Autres habitués, Nadar, Mallarmé, Villers de l’Isle-Adam, Baudelaire.

Deux autres peintres y viennent, mais moins souvent : Camille Pissarro et Paul Cézanne ; ce dernier avec son pardessus râpé et son chapeau de feutre noir déformé n’aime pas les manières et la mise impeccable de Manet - « Tous ces gens-là sont des salauds, aussi bien mis que des notaires ». « Je ne vous donne pas la main, monsieur Manet, je ne me suis pas lavé depuis huit jours. »

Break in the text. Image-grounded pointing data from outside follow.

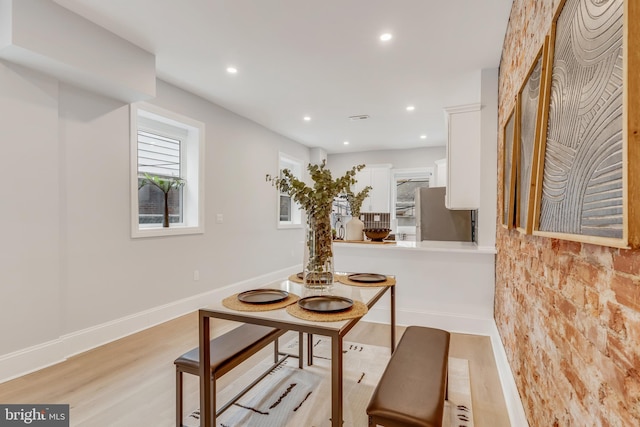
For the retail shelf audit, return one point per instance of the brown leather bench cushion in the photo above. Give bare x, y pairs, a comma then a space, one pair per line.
230, 349
412, 389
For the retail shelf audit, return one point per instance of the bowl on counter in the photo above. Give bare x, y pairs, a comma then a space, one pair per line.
377, 234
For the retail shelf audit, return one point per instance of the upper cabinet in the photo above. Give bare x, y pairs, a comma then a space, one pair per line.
463, 157
379, 178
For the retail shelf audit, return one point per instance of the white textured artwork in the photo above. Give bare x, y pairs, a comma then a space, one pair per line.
582, 189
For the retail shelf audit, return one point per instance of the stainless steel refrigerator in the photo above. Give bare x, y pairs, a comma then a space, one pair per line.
435, 222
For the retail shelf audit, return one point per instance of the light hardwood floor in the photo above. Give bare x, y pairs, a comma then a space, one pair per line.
131, 382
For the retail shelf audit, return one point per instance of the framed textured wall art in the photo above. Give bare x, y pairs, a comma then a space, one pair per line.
587, 180
509, 172
528, 132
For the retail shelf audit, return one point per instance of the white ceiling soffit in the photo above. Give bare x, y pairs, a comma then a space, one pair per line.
321, 59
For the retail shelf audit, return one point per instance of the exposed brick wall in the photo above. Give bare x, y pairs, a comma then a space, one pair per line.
568, 313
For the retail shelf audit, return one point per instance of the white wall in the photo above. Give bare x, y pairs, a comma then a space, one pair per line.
399, 159
487, 213
67, 260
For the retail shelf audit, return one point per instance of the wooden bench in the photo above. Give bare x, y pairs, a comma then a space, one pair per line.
227, 352
413, 387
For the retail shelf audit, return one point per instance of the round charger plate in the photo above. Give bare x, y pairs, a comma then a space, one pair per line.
325, 304
367, 277
263, 296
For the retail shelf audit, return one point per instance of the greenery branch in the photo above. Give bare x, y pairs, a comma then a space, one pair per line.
317, 201
164, 184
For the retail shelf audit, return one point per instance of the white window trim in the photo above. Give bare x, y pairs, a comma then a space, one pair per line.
296, 211
193, 195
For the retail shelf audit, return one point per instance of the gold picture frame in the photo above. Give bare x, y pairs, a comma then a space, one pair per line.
588, 170
509, 171
529, 120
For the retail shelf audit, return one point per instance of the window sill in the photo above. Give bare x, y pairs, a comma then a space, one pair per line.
174, 230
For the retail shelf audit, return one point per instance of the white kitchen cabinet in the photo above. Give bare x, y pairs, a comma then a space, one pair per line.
439, 178
379, 178
463, 157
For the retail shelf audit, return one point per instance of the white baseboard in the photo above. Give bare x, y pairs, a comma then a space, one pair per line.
27, 360
31, 359
448, 321
514, 404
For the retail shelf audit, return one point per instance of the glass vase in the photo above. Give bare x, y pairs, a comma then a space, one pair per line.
318, 254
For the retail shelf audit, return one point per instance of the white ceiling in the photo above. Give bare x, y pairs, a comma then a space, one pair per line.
321, 58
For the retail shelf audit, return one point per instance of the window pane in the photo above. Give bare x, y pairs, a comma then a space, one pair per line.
158, 155
285, 208
405, 200
151, 204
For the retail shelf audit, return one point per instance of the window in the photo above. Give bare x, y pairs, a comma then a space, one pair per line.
168, 146
406, 182
289, 213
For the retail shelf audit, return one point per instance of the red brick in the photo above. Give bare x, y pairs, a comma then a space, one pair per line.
627, 261
585, 272
574, 379
567, 308
617, 351
627, 290
592, 302
574, 291
616, 319
568, 246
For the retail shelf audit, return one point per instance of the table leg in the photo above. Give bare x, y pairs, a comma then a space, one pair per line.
393, 319
336, 381
208, 413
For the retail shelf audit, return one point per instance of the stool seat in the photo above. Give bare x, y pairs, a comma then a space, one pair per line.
230, 349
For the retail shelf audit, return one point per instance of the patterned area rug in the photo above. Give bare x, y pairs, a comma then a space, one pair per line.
295, 397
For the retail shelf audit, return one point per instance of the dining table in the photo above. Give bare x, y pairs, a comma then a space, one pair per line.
365, 296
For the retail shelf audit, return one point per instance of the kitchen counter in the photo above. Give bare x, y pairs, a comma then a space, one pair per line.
449, 285
427, 245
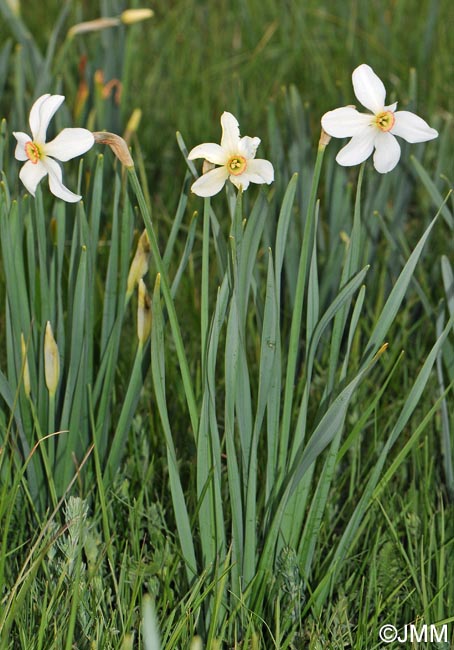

C’est ici qu’il fait la connaissance du docteur Gachet, autre collectionneur assidu qui lui propose de s’installer chez lui à Auvers-sur-Oise ou bien de Edmond Maître, que l’on voit au piano dans le tableau l’Atelier de Bazille (cf.03).


Discussions vives

Ils ne sont pas tendres avec les peintres qui ne font pas partie de leur cercle, Degas en particulier. Renoir ne partage  pas cette intransigeance : « ils reprochaient à Corot de retravailler ses paysages à l’atelier, ils déblatéraient sur Ingres. Je les laissais dire. Je trouvais que Corot avait raison et je me délectais en cachette du joli ventre de La source, du cou et des bras de Madame Rivière».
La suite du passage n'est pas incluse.